GLACIERS & ICECAPS CAUSE MORE SEA RISE
A new University of Colorado at Boulder study (funded mainly by the National Science Foundation and NASA), reported in ScienceDaily, the ice-loss from glaciers and ice-caps is expected to cause more global sea rise this century than the massive Greenland and Antarctic ice-sheets.
The researchers concluded that glaciers and ice-caps are now contributing about 60% of the world's ice to the oceans and the rate has been markedly accelerating in the past decade, said Emeritus Professor Mark Meier of CU-Boulder's Institute of Arctic and Alpine Research, the lead author of the study. The contribution is about 415 cubic kilometres of ice annually--nearly the volume of water in Lake Erie--and is rising by about 12.5 cubic kilometres per year.

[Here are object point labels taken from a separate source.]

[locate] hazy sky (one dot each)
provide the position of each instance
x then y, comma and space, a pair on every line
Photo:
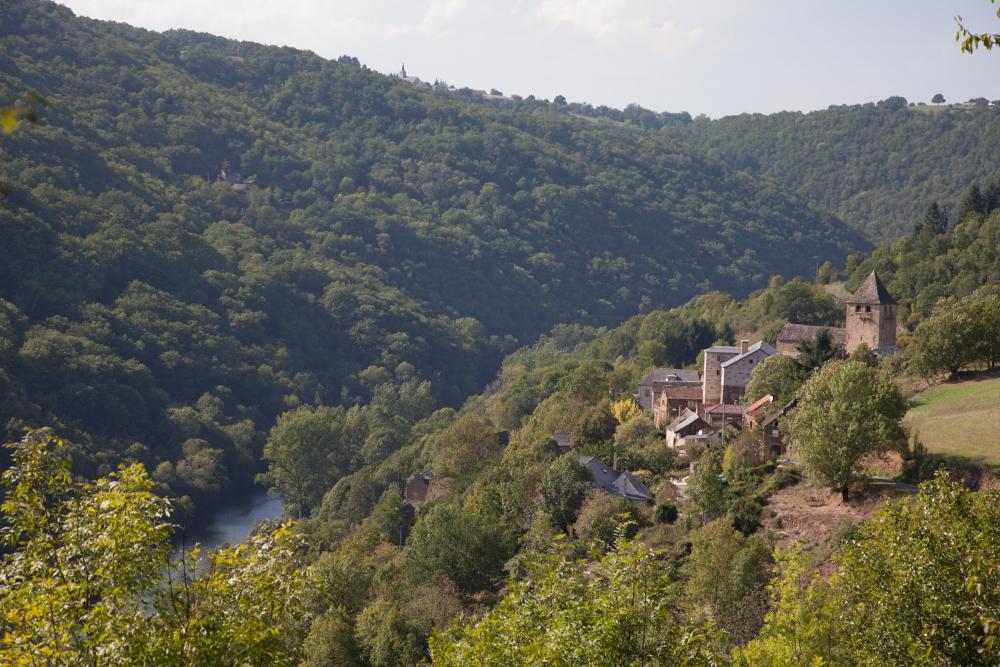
718, 58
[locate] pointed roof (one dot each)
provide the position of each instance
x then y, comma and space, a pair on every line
631, 487
872, 292
764, 346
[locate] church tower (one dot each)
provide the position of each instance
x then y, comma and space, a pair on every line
871, 317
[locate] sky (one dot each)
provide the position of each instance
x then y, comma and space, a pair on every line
717, 58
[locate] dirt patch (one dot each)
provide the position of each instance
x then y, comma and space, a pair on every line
803, 513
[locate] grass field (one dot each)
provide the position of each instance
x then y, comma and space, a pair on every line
961, 419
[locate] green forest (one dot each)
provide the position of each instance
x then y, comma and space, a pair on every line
873, 165
377, 233
230, 267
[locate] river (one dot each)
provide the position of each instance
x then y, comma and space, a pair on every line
234, 523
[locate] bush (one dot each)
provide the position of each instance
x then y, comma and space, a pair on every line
601, 515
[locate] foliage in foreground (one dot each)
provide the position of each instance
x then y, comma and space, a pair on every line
87, 578
918, 586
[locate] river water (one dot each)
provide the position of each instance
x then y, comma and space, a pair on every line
234, 523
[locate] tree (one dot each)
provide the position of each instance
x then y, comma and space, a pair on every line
816, 352
727, 581
778, 375
446, 541
945, 341
707, 488
78, 558
916, 585
601, 516
563, 488
935, 221
389, 637
305, 456
846, 411
969, 41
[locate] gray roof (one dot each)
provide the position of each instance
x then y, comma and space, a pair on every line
562, 439
684, 419
760, 346
725, 349
671, 375
630, 487
797, 333
872, 292
625, 485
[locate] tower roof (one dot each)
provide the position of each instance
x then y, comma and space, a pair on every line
872, 292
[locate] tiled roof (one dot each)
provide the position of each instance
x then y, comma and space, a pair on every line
797, 333
758, 346
872, 292
671, 375
685, 418
603, 476
683, 393
631, 487
728, 409
763, 400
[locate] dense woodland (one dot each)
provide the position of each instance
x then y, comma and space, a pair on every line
390, 234
873, 165
410, 279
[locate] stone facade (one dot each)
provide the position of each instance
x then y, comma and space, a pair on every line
711, 376
737, 370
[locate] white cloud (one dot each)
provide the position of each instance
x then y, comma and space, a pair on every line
616, 23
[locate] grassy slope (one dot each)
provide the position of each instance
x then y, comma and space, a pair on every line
960, 419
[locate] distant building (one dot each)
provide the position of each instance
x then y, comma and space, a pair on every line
793, 335
659, 378
870, 318
736, 370
564, 441
625, 485
690, 427
673, 400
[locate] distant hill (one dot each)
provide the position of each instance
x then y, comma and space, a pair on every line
876, 166
206, 232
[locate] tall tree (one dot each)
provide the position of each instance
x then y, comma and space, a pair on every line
305, 454
846, 411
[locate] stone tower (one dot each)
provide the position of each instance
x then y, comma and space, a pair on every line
871, 316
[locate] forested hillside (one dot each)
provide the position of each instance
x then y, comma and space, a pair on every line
377, 233
876, 166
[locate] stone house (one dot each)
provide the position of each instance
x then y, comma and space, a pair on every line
870, 318
690, 427
736, 370
625, 485
712, 360
674, 399
757, 411
660, 378
770, 425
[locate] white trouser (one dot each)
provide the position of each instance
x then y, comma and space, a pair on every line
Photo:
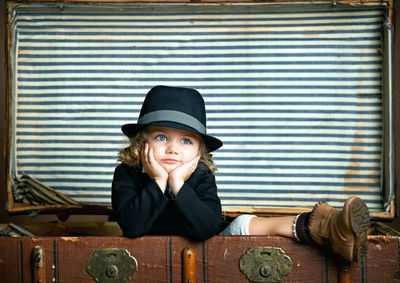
239, 226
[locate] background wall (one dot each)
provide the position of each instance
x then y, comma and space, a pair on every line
24, 219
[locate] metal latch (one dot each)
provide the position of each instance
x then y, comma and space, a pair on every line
111, 265
265, 264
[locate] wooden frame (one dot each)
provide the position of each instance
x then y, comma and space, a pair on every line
16, 208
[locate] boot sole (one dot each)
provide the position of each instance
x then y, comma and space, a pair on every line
360, 221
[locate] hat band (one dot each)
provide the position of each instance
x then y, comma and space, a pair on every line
172, 116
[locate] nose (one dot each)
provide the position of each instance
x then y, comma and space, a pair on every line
172, 147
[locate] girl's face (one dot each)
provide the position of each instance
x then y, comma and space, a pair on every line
172, 147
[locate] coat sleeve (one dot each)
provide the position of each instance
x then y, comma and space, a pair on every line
137, 201
200, 207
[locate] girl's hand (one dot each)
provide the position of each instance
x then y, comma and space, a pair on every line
153, 168
179, 175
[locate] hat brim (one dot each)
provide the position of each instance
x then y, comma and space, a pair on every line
132, 129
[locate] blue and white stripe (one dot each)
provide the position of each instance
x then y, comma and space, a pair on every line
294, 93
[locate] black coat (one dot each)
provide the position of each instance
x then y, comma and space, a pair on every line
141, 208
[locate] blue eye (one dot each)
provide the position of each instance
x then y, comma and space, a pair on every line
161, 138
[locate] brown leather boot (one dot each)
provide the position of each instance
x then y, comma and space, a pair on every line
343, 231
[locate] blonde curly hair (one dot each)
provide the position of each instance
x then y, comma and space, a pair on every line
131, 155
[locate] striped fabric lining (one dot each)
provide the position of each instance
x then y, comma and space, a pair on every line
294, 93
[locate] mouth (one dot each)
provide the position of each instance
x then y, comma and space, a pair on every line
170, 161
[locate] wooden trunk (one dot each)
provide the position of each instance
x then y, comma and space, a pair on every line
159, 259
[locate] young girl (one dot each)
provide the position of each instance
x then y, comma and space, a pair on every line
165, 184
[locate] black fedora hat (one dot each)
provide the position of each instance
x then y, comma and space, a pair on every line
174, 107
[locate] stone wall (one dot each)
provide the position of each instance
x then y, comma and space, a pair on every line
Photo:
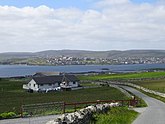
83, 116
138, 87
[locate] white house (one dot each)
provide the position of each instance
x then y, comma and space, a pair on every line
52, 82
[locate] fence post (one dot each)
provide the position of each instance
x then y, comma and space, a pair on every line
122, 103
63, 107
75, 107
21, 111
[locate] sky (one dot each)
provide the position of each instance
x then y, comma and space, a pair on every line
37, 25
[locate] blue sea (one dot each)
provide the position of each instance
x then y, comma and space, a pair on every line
23, 70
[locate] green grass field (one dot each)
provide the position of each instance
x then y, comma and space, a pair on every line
12, 96
123, 76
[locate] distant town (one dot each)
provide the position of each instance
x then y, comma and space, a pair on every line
81, 57
65, 60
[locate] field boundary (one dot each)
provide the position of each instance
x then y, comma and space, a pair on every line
61, 107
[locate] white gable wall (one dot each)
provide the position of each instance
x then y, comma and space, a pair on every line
48, 86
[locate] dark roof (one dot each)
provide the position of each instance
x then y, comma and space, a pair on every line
55, 79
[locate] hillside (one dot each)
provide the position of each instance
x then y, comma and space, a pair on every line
57, 57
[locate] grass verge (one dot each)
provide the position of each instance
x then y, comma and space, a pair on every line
116, 115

In contrast, the CU-Boulder team estimated that Greenland now contributes about 28% of the total global sea rise from ice-loss and Antarctica about 12%. Greenland is not expected to catch up to glaciers and ice-caps in terms of sea level rise contributions until the end of the century, according to the study.
The team estimated that the accelerating melt of glaciers and ice-caps could add 10-24cm of sea-level rise globally by 2100. That does not include the expansion of warming ocean water, which could double those numbers, to 20-48cm. A 30cm sea-level rise typically causes a shoreline retreat of 30 metres or more, and about 100 million people now live within a metre of sea level.
If the sea-level rise generated by melting glaciers and ice-caps is 60% of the total the total rise anticipated by 2100 by this study is 1.6 times the above numbers--i.e., up to 32-77cm. But the expected temperature-increase used in this study is not given. If it was only the IPCCC's modest figure, the change in sea-levels will obviously be far greater--even several times as much. Add what floods and storm-surges can contribute, and a very grim prospect is in store for all coastal cities and their ports and airports, and for low-lying countries, and thus for vast numbers of people.